The past decade has been tough for European telecoms, with fierce competition and tight regulation weighing on earnings. Although Vodafone’s share price has rallied since the start of the year, the company has shed more than a third of its value over the past five years.
For several months Vodafone has told investors that it would pursue deals with rival groups in markets where there is significant competition, such as Spain, Italy and the UK — but so far it has been unable to pull any of these off.
“Vodafone’s failure to do a deal has been a problem,” said Peter Schoenfeld, founder of New York-based hedge fund PSAM, one of the company’s shareholders. “It’s not like they’re not focused on the right areas and trying to pursue opportunities. It’s that they’re executing poorly.”
In February, Vodafone rejected an €11bn bid for its Italian business from French rival Iliad, owned by Xavier Niel, saying it was “not in the best interests of shareholders”. Then, after months of negotiations with Spain’s challenger telecoms group over a potential sale of its Spanish business, MasMovil turned its back on Vodafone in favour of a merger with Orange’s Spanish business.
Schoenfeld added that it was “particularly worrying that Vodafone senior management has made no public comments or engagement in recent weeks — not even a statement on a missed opportunity in Spain”.
One top 20 investor said: “We have serious doubts that the company can re-establish credibility with its legacy CEO and his strategy. There have been too many disappointments and missed opportunities.”
Another top 20 shareholder said that over the past nine months Read, a company veteran who became CEO in 2018, had “come quite a long way, matured and grown into the role,” but said that some shareholders were “unconvinced on whether he has the true leadership qualities to be the best chief executive for Vodafone”.

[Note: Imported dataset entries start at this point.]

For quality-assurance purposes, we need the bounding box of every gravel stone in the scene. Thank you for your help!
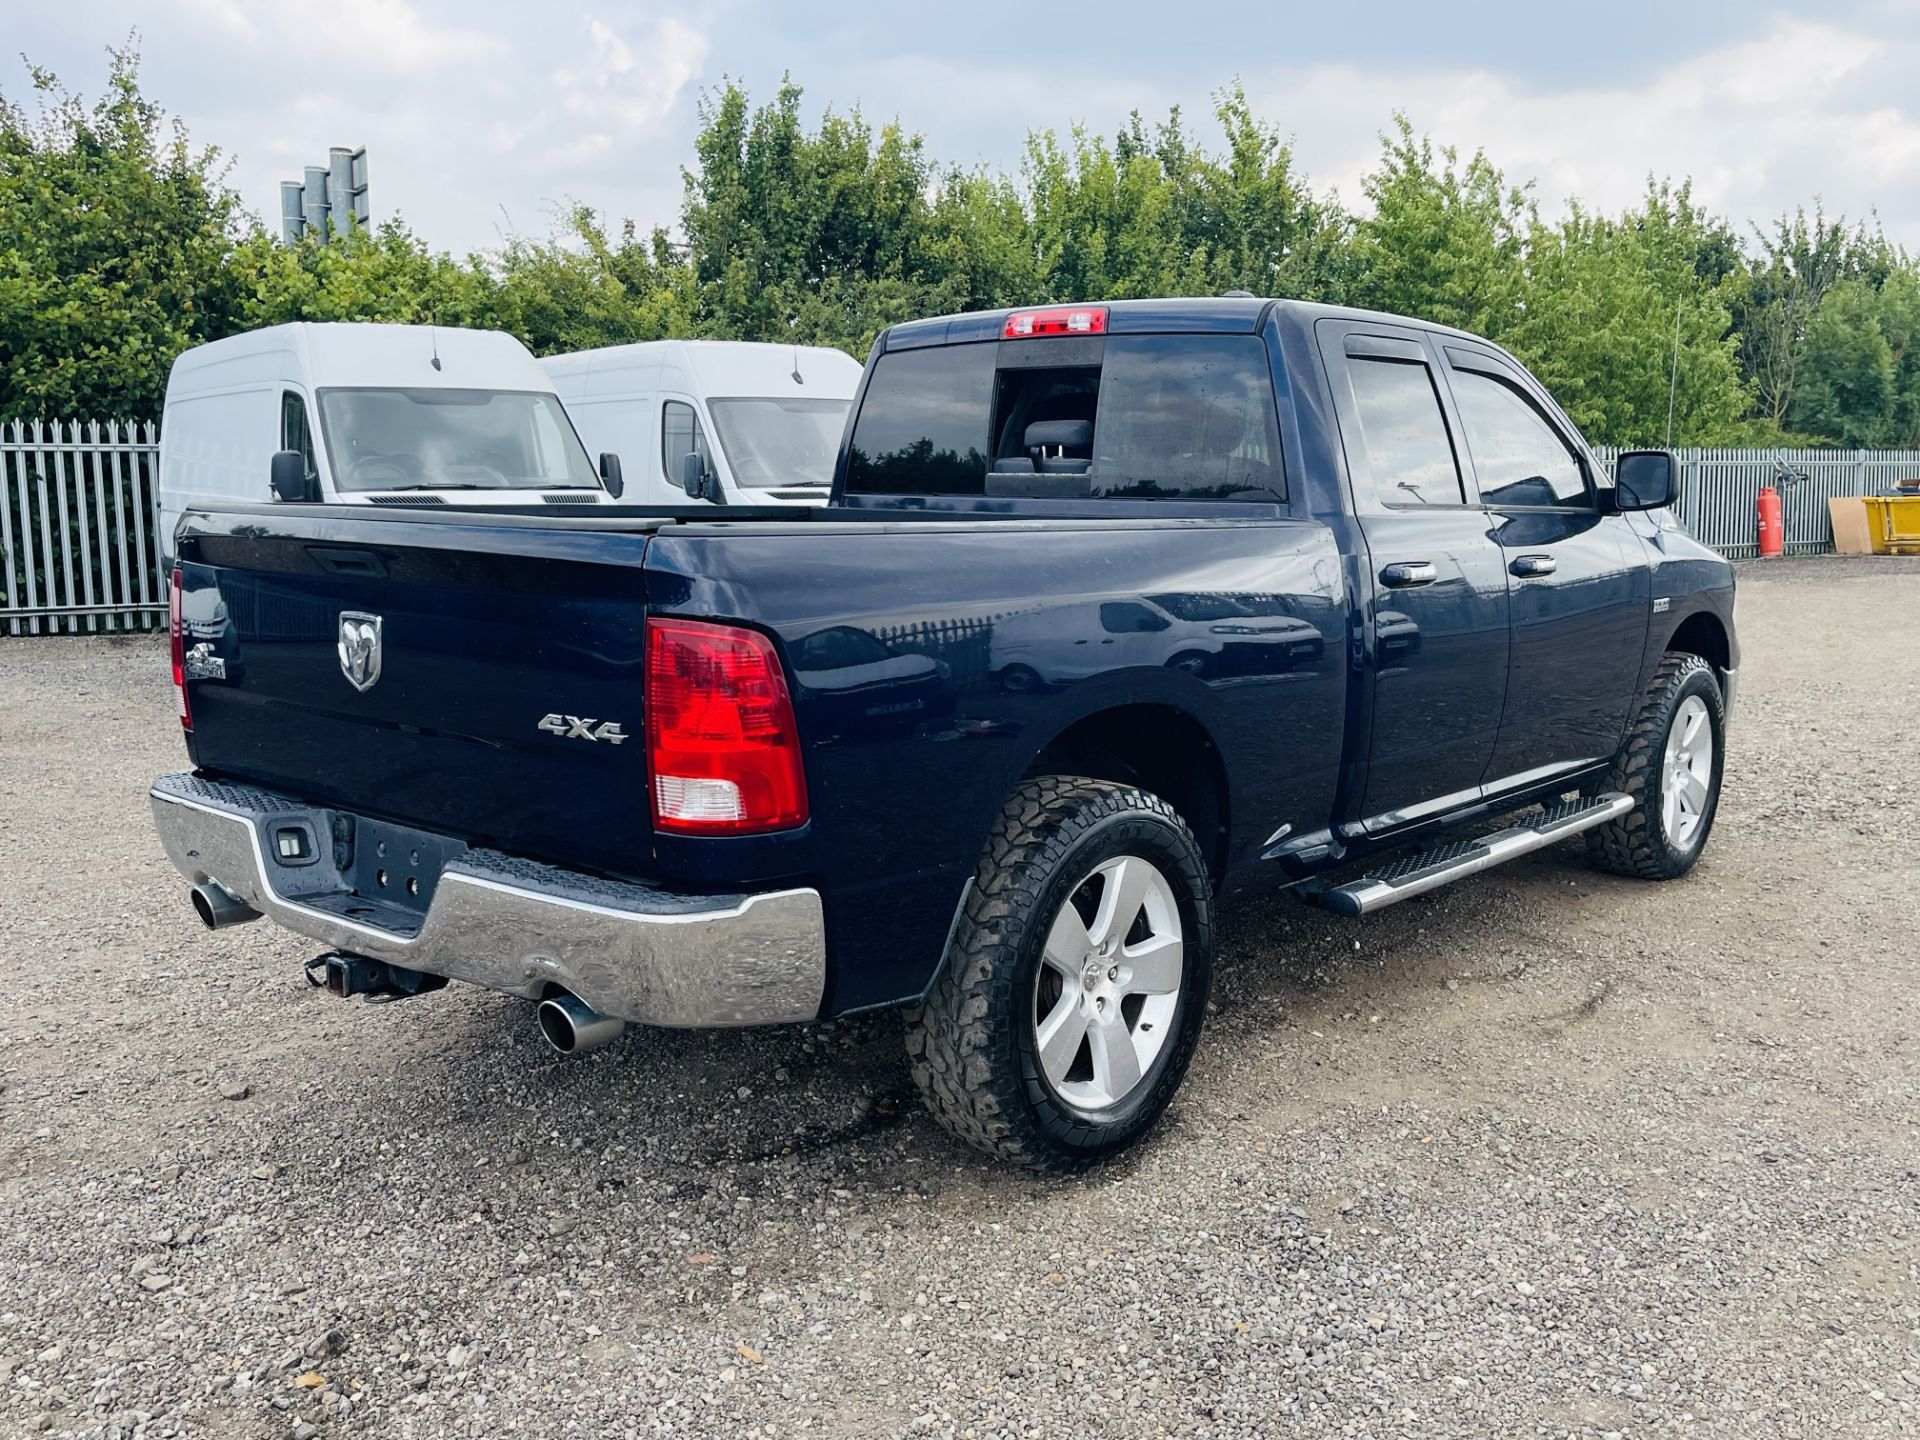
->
[1,559,1916,1437]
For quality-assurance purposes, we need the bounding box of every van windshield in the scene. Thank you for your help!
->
[317,388,601,492]
[706,397,849,490]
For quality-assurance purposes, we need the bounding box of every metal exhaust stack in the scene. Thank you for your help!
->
[191,882,261,930]
[537,993,625,1055]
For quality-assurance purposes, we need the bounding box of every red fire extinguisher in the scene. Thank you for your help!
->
[1757,485,1784,557]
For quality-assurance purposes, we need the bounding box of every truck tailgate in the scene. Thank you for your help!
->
[176,509,663,874]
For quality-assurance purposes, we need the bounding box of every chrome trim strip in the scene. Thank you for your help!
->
[150,778,825,1029]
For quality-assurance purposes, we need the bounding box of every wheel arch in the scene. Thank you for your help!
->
[1664,608,1732,685]
[1020,701,1231,886]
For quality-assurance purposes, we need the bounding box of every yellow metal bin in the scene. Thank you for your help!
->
[1861,497,1920,554]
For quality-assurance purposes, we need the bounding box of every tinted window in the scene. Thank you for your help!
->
[1448,367,1588,507]
[845,344,994,495]
[661,400,714,488]
[1092,336,1284,502]
[1346,358,1464,505]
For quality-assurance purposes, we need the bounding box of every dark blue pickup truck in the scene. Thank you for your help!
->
[154,298,1737,1170]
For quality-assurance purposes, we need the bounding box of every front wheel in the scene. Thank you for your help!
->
[1588,653,1726,879]
[906,776,1213,1171]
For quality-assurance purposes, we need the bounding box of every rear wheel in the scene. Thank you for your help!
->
[906,776,1213,1171]
[1588,653,1726,879]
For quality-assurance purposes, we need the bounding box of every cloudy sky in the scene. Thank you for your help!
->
[11,1,1920,255]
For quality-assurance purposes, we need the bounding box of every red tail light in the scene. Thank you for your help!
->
[645,617,807,835]
[1003,305,1107,339]
[169,567,190,728]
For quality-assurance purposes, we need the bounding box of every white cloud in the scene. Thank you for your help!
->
[850,18,1920,250]
[132,3,711,250]
[178,0,504,73]
[1238,19,1920,240]
[13,4,1919,257]
[553,15,709,141]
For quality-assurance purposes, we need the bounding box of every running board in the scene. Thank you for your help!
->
[1319,792,1634,917]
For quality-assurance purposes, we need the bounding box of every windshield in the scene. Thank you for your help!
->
[706,397,849,490]
[317,388,601,493]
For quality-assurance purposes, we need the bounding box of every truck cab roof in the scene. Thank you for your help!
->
[880,296,1492,350]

Another shareholder said that he was “disappointed” that Vodafone had “missed opportunities”. He urged the company to crack on with deals noting that in some markets, antitrust considerations mean that there are limited numbers of options. “If you reject an opportunity and someone else does it, you’re limiting your options and putting yourself into a corner,” he said.
Harry Richards and Adam Darling, managers of the Jupiter Corporate Bond Fund, which has a position in Vodafone’s debt, said “we appreciate management’s intentions to simplify and de-lever the business” and that they were broadly comfortable with the company’s strategy. But they added: “We would like to see some tangible progress through actual news of deals.”
Some investors are pushing for Vodafone to sell a stake in its infrastructure group Vantage Towers, which it spun out last year. Read has been clear that he is currently seeking a deal for the towers business, with a preference to pursue an industrial merger with Orange’s Totem business, or Deutsche Telekom.
Most investors argue that a towers deal will make a material difference to Vodafone’s performance, reducing debt while freeing up cash to invest. Other telecoms groups like Altice have spun off towers businesses at rich valuations.
PSAM’s Schoenfeld said that he wants the board to “direct management to emphasise a significant cash transaction for Vantage”. This would “transform Vodafone’s balance sheet, narrow the sum of the parts discount and facilitate the pursuit of new strategic options,” and potentially a capital return to shareholders, he added.
One shareholder said that while a change in chief executive might set Vodafone back again in terms of missed opportunities, “if Read doesn’t get something done soon with the towers . . . then his days are numbered”.
Vodafone said in a statement that it remains “open and pragmatic when considering in-market consolidation” and it is “exploring multiple opportunities across a number of markets”.
The statement added: “We will not execute fire sales and we’ll always be seeking value accretive transactions that clearly benefit our shareholders.” Vodafone said that it regularly updates shareholders on its strategy and will do so further at its full-year results next month.